Getting started with github notes

I mentioned on LinkedIn the other day I think github is a good resource for crime analysts to learn. Even if you don’t write code, it is convenient to have an audit-trail of changes in documents.

Jerry Ratcliffe made the comment that it is a tough learning curve, and I agree dealing with merge conflicts is a pain in the butt:

In the past I have suggested people to get started by using the github desktop GUI tool. But I do not suggest that anymore because of the issues Jerry mentions. If you get headaches like this, you pretty much need to use the command line to deal with them. I do not have many git commands memorized, and I will give a rundown of my getting started with git and github notes. So I just suggest now people bite the bullet and learn the command line.

Agree it takes some effort, but I think it is well worth it.

Making a project and first commit

Technically github is the (now Microsoft owned) software company that offers web hosted version control, and git is a more general system for version control. (There is another popular web host called Gitlab for example.) Here I will offer advice about using github and git from the command line.

So first, I typically create projects first online on the web-browser on github.com (I do not have the command prompt command memorized to create a new repository). On github.com, click the green New button:

Here I am creating a new repo named example_repo. I do it this way intentionally, as I can make sure I set the repo owner to the correct one (myself or my organization), and set the repo to the correct public/private by default. Many things you want to default to private.

Note on windows, the git command is probably not installed by default. If you install git-bash, it should be available in the command prompt.

Now that you have your repository created, in github I click the green code button, and copy the URL to the repo:

Then from the command line, navigate to where you want to download the repo (I set up my windows machine so I have a G drive mapped to where I download github repos). So from command line, mine looks like:

# cd to to correct location
git clone https://github.com/apwheele/example_repo.git
# now go inside the folder you just downloaded
cd ./example_repo

Now typically I do two things when first creating a repo, edit the README.md to give a high level overview of the project, and also create a .gitignore file (no file extension!). Often you have files that you don’t want committed to the github repository. Most of my .gitignore files look like this for example, where # are comment lines:

# No csv files
*.csv

# No python artifacts
*.pyc
__pycache__

# can prevent uploading entire folders if you want
/folder_dont_upload

Note if you don’t generally want files, but want a specific file for whatever reason, you can use an exclamation point, e.g. !./data/keep_me.csv will include that file, even if you have *.csv as ignored in the .gitignore file in general. And if you want to upload an empty folder, place a .gitkeep file in that folder.

Now in the command prompt, run git status. You will see the files that you have edited listed (minus any file that is ignored in the gitignore file).

So once you have those files edited, then in the command prompt you will do three different commands in a row:

git add .
git commit -m 'making init commit'
git push

The first command git add ., adds all of the files you edited (again minus any file that is ignored in the gitignore file). Note you can add a specific file one at a time if you want, e.g. git add README.md, but using the period adds all of the files you edited at once.

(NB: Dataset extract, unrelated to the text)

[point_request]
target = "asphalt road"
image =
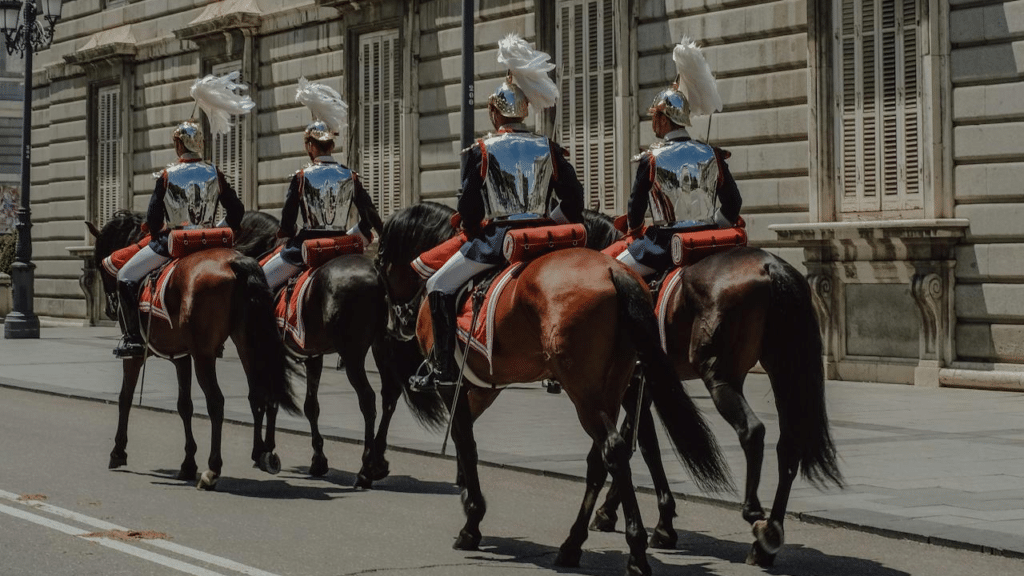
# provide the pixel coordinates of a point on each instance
(62, 512)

Git commit adds in a message where you should write a short note on the changes. Technically at this point you could go and do more changes, but here I am going to git push, which will send the updates to the online hosted github branch. (Note if doing this the first time from the command prompt, you may need to give your username and maybe set up a github token or do two-factor authentication).

You don’t technically need to do these three steps at once, but in my workflows I pretty much always do. Now you can go checkout the online github repo and see the updated changes.

Branches

When you are working on things yourself for small projects, just those above commands and committing directly to the default main branch is fine. Branches allow for more complicated scenarios like:

  • you want the main code to not change, but you want to experiment and try out some changes
  • you have multiple people working on the code at the same time

Branches provide isolation – they allow the code in the branch to change, whereas code in main (or other branches) does not change. Here I am going to show how to make a branch in the command prompt, but first a good habit when working with multiple people is to do at the start of your day:

git fetch
git pull origin main

Git fetch updates the repo if other collaborators added a branch (but does not update the files directly). And git pull origin main pulls the most recent main branch version. So if a colleague updated main, when you do git pull origin main it will update the code on your local computer. (If you want to pull the most recent version of a different branch, it will be git pull origin branch_name.)

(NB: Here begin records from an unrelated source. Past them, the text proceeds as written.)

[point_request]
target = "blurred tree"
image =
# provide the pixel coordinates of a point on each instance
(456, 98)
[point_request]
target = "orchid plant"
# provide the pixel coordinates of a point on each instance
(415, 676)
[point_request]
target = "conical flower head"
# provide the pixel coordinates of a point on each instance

To create a new branch, you can do:

git checkout -b new_branch

Note if the branch is already created you can just omit the -b flag, and this just switches to that branch. Make a change, and then when pushing, use git push origin new_branch, which specifies you are specifically pushing to your branch you just created (instead of pushing to the default main branch).

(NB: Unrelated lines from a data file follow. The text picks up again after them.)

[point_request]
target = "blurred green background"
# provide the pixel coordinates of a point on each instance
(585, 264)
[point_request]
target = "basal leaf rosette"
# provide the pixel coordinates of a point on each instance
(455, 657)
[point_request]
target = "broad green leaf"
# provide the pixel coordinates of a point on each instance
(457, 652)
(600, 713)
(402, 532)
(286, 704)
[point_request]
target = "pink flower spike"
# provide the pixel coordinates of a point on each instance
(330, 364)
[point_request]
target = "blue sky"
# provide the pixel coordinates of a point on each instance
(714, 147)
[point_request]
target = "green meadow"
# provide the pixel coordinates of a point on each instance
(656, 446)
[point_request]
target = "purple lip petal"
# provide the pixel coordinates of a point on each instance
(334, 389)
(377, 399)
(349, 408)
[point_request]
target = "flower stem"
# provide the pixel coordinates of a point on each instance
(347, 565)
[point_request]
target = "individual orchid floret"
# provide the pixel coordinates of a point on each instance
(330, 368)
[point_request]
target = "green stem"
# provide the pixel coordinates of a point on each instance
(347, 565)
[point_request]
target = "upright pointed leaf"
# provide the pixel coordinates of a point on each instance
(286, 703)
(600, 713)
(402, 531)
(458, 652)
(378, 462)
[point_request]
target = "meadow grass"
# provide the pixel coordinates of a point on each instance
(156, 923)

# after editing readme to make a change
git add .
git commit -m 'trivial edit'
git push origin new_branch

Now back in the browser, you can go and checkout the updated code by switching the branch you are looking at in the dropdown on the left hand part of the screen that says “new_branch” with the tiny branching diagram:

A final step, you want to merge the branch back into the main code script. If you see the big green button Compare and Pull Request in the above screenshot, click that, and it will bring up a dialog about creating a pull request. Then click the green Create Pull Request button:

Then after you created the request, it will provide another dialogue to merge in the code into the target (by default main).

If everything is ok (you have correct permissions and no merge conflicts), you can click the buttons to merge the branches and that is that.

Merge Conflicts

The rub with above is that sometimes merge conflicts happen, and as Jerry mentions, these can be a total pain to sort out. It is important to understand why merge conflicts happen first though, and to take steps to prevent them. In my experience merge conflicts most often happen because of two reasons:

Multiple people are working on the same branch, and I forget to run git pull origin branch at the start of my day, so I did not incorporate the most recent changes. (Note these can happen via auto-changes as well, such as github actions running scripts.)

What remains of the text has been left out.